The Apotex Case: Current Good Manufacturing Practices (cGMP) violations
Here is a company you probably never heard of, Apotex. Chances are good, however, they manufactured a vaccine you received from your doctor. The company generates a billion dollars a year in sales, manufacturers more than 300 different pharmaceutical drugs and sells many of those drugs in the United States.
Generic drug companies are usually not on the public's radar but when you read some of the stories about how they are made, they should be. According to a January 30th warning letter, the FDA warned the company's Bangalore, India subsidiary, Apotex Research Private Limited, of serious manufacturing violations.
Although Apotex is headquartered in Canada, much of its manufacturing occurs in India. On January 30th, the FDA cited the company's Indian operation for a variety of cGMP violations.
Short for "current good manufacturing practices," cGMP looks at the quality control practices of pharmaceutical companies. The FDA wants to insure that products sold in the United States are not adulterated, contain the appropriate amount of active ingredients and are not contaminated.
The January 30th warning letter claims Apotex has lapses in its data control, written procedures and information systems. Fortunately, the FDA did not find that any drugs were actually compromised but in our experience, shoddy practices lead to tragic results.
In its warning letter, the FDA says, "During our June 23, 2014 through July 1, 2014, inspection of your pharmaceutical manufacturing facility, Apotex Research Private Limited (ARPL) located in Bangalore, India, investigators from the U.S. Food and Drug Administration (FDA) identified significant violations of current good manufacturing practice (CGMP) regulations for finished pharmaceuticals."
The FDA also said that the violations cause drugs manufactured there to be adulterated. In one instance, inspectors found that sometimes the company disregarded test data from certain samples and only submitted the most favorable results to the FDA. That’s akin to asking a teacher to only base your report card on tests you passed and ignore any failing grades.

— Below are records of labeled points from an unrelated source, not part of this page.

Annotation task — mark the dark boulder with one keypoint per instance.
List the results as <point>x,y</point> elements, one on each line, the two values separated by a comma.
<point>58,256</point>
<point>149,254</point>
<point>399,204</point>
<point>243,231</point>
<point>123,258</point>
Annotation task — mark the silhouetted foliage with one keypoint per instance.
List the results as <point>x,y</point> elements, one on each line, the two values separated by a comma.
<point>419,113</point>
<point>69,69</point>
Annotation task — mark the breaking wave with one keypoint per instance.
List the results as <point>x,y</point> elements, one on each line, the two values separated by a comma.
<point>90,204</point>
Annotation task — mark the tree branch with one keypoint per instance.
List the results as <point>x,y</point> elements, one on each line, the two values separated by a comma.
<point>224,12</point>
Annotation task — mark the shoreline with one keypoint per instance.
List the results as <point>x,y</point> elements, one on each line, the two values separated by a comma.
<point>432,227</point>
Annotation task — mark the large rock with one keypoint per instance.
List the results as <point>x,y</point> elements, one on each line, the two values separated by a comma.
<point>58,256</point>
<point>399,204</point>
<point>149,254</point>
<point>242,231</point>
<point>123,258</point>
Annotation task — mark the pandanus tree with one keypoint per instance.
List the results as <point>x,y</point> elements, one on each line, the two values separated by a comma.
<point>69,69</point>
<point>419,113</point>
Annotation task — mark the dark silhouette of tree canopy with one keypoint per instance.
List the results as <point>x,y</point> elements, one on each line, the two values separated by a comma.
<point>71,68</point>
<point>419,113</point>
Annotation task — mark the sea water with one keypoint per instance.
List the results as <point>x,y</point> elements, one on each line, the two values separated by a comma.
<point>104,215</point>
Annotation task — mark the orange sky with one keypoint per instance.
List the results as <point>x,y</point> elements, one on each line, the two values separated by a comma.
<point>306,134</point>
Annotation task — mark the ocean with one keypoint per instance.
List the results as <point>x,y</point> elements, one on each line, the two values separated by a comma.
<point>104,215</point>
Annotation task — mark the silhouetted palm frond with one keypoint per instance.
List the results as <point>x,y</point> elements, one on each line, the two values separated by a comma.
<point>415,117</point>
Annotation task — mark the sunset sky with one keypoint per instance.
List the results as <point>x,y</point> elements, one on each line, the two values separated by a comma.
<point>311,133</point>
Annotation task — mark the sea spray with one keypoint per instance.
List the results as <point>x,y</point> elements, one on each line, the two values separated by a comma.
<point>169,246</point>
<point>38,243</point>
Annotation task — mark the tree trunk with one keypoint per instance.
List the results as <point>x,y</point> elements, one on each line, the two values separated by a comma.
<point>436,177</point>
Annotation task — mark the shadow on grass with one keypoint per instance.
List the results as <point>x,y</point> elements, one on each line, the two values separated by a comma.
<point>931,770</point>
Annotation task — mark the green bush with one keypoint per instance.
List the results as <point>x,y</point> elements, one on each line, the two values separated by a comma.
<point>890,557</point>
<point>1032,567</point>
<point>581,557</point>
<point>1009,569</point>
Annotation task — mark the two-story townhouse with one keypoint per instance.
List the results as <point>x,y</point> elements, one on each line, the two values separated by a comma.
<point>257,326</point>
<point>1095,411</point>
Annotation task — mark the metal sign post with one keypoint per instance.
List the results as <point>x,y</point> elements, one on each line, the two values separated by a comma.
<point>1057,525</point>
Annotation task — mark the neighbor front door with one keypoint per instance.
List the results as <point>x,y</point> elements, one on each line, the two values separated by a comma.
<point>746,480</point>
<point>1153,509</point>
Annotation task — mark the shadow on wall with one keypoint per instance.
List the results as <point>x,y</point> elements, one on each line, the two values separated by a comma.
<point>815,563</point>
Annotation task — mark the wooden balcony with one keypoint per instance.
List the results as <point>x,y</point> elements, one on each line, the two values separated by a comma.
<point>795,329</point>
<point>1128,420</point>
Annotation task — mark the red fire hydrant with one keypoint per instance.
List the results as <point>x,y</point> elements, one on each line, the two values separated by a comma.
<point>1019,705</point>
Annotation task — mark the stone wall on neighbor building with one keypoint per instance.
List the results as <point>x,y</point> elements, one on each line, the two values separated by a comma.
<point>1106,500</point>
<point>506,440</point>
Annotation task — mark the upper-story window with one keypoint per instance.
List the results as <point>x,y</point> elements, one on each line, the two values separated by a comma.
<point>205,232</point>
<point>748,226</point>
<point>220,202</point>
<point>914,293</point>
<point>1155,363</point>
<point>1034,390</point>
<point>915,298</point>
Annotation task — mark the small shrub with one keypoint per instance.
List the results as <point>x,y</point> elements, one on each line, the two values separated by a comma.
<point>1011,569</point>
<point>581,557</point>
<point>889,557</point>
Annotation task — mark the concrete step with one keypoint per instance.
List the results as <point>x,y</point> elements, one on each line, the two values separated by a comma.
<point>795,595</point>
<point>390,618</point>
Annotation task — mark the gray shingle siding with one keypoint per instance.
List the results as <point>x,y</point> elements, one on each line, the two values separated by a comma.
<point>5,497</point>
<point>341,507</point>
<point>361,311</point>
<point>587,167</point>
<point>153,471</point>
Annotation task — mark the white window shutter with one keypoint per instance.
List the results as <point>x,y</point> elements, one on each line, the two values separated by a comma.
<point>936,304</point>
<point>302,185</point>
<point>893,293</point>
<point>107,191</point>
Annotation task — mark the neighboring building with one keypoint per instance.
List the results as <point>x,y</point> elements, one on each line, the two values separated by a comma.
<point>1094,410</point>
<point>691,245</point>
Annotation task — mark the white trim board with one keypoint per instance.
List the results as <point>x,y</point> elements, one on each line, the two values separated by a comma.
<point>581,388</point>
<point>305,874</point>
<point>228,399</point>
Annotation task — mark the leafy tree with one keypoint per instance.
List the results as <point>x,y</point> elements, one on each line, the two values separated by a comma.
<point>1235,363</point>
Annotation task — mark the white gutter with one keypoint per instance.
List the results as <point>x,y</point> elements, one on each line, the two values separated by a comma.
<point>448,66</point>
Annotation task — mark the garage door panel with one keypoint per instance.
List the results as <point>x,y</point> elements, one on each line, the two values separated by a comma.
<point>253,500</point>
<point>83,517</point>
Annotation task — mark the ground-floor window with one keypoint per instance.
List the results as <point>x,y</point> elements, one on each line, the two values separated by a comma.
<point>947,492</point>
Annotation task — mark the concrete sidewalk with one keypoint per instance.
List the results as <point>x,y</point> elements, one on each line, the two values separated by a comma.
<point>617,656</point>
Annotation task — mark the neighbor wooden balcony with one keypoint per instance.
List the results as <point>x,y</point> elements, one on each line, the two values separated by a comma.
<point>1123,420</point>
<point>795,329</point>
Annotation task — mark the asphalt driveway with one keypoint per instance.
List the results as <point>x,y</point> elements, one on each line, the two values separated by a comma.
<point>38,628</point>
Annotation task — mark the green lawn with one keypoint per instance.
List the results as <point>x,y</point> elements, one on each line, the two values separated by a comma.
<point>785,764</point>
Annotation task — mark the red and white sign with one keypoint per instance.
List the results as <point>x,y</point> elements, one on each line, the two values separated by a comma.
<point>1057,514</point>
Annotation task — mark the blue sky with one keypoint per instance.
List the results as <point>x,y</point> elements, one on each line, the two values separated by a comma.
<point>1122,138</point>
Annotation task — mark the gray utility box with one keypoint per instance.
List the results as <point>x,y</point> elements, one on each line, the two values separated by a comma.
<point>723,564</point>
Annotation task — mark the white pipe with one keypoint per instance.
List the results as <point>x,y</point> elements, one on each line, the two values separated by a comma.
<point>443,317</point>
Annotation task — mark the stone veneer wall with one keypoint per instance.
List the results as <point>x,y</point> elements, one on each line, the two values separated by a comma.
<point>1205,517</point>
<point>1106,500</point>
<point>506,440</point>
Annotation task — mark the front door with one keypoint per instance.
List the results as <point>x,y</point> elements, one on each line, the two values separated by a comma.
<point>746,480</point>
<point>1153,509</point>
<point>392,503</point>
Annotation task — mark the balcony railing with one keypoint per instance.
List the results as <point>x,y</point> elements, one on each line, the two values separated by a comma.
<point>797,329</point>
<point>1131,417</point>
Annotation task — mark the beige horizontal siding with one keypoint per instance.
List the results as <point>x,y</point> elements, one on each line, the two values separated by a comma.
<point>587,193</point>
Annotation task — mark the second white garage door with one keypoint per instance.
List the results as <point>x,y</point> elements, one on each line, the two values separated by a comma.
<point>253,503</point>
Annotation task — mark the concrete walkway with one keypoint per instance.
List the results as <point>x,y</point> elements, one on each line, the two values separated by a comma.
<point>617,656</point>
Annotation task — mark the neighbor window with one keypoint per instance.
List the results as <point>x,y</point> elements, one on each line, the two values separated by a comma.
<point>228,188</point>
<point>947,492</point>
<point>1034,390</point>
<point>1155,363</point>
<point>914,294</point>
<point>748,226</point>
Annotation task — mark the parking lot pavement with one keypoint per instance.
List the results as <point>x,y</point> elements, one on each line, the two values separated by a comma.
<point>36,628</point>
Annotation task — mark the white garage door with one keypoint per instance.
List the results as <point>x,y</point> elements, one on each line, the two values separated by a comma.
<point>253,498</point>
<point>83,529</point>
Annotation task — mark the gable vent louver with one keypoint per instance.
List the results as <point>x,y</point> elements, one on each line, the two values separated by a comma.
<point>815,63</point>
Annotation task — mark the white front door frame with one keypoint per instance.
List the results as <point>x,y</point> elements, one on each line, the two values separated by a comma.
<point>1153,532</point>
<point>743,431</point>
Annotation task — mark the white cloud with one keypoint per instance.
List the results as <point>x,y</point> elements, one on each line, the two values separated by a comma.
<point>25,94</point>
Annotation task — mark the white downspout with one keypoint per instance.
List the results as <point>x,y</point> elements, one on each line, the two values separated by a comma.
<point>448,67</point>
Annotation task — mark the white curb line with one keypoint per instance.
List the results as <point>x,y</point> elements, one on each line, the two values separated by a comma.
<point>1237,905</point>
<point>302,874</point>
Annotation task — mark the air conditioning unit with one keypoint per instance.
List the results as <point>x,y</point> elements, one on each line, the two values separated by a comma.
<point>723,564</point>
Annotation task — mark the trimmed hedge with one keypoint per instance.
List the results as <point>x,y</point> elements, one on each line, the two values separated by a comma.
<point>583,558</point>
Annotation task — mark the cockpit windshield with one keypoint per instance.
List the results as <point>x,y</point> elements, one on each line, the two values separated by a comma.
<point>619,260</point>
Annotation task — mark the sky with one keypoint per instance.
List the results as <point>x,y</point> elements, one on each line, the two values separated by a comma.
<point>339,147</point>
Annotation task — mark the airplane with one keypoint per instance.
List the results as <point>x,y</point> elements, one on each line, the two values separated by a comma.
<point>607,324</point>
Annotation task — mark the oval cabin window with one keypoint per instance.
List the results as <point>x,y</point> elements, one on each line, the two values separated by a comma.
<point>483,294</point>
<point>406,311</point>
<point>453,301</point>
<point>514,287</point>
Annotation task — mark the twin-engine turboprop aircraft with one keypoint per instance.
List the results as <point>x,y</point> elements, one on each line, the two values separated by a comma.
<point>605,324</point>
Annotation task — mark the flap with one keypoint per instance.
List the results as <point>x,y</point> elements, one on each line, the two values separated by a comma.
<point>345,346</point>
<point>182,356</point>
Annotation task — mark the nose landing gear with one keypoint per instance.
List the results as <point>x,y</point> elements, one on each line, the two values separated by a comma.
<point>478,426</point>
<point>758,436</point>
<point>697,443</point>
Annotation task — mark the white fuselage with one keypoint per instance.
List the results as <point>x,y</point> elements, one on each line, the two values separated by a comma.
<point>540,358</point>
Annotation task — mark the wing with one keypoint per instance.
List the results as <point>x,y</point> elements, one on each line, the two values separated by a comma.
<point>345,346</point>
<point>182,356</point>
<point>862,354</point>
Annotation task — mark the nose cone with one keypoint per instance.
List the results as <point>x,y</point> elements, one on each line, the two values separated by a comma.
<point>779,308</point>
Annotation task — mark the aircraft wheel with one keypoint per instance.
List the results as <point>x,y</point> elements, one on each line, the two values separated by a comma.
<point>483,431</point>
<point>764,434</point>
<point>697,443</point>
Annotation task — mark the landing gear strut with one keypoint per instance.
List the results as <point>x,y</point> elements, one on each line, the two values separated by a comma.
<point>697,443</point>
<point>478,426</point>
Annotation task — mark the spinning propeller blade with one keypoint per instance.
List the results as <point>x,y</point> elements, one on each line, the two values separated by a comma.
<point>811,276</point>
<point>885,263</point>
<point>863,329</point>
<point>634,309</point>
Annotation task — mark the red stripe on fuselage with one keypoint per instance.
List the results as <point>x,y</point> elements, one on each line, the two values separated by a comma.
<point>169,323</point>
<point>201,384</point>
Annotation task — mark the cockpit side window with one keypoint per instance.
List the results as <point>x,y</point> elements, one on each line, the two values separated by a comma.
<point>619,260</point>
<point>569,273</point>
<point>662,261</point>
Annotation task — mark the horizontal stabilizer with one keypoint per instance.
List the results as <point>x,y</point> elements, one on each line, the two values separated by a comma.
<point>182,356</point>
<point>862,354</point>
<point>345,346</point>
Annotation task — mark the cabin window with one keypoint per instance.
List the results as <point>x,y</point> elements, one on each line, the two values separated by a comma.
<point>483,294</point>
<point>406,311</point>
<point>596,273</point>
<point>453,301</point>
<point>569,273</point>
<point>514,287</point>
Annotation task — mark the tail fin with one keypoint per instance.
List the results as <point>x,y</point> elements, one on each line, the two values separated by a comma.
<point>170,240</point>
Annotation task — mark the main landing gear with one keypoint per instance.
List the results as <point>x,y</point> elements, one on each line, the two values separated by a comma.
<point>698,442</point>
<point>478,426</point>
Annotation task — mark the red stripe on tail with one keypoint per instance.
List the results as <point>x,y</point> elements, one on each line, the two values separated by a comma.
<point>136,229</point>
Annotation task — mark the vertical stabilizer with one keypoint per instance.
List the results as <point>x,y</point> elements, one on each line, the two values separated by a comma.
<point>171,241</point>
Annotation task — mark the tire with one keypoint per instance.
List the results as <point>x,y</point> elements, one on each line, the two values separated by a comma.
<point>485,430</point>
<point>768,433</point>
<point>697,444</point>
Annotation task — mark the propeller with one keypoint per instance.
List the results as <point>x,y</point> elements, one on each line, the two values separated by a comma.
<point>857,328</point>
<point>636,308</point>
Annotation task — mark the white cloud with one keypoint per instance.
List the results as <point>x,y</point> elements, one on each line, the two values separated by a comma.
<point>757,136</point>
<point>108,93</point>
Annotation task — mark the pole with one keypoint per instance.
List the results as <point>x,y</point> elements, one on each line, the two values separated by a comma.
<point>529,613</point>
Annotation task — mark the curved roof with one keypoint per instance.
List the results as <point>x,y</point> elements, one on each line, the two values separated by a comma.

When confronted about the violations, the FDA says that Apotex officials claimed there was no "intentional activity to disguise, misrepresent or replace failing data with passing data." That response, however, still doesn't address the serious violations found and what the company was doing to correct them.
The company did admit that some employees panicked during the inspection and that an analyst "directed [a] lab technician to immediately remove petri plates from the microbiology lab … in an utterly misguided and ill-conceived attempt to clean up the microbiology lab prior to the start of the FDA inspection.”
Prescription drugs must be manufactured in sterile environments. Many companies rely on high tech clean rooms. The thought of workers scurrying to remove dirty dishes and glassware, however, simply to placate the FDA concerns us.
The FDA ultimately concluded that Apotex's Indian facility has serious cGMP violations and that the company can't ensure the integrity of quality control data. Bad data, of course, means there is no way of ensuring the safety of the drugs manufactured and sold by the company.
Unfortunately for patients, the FDA is spread very thin. A handful of inspectors must cover factories throughout the entire world. Because pharmaceutical quality issues are so rampant in India, the FDA has assigned a team of inspectors there but even with a beefed up presence, drug manufacturers typically only get visited every couple years and the there are no surprise inspections.
One industry executive recently confided to us that quality drops off immediately after an inspection. Another told us in February that an entire “factory” was built just to help the company pass its inspection. It was dismantled in just 24 hours after inspectors had left.
The key to combatting dangerous drugs finding their way into people's medicine cabinets is enhanced inspections once drugs enter the marketplace and whistleblowers. The federal False Claims Act pays whistleblowers up to 30% of whatever is collected by the government from wrongdoers. Several pharma whistleblower cases have netted the government in excess of $1 billion meaning huge paydays for whistleblowers.
In 2013, a former employee of Indian pharma company Ranbaxy, received almost $49 million from the government for his information about cGMP violations. Last year we helped a whistleblower collect almost $50 million in a different whistleblower case. Awards this big are the exception but these exceptions often occur in pharma fraud cases.
To qualify for an award, a potential whistleblower must have inside information about fraud and the drug must be eligible for Medicare or Medicaid reimbursement. In some cases, a claim arises if the government purchased the drug directly for use by the military or a V.A. hospital.
Although cGMP violations are very serious, a recent court decision suggested that information about the violation alone isn't enough to earn an award. There must also be proof that the drug itself was misbranded, adulterated or contaminated. Often the two go hand-in-hand, however.
Present and former employees of Apotex and their vendors and consultants may qualify for an award. The whistleblower need not be a U.S. citizen or resident.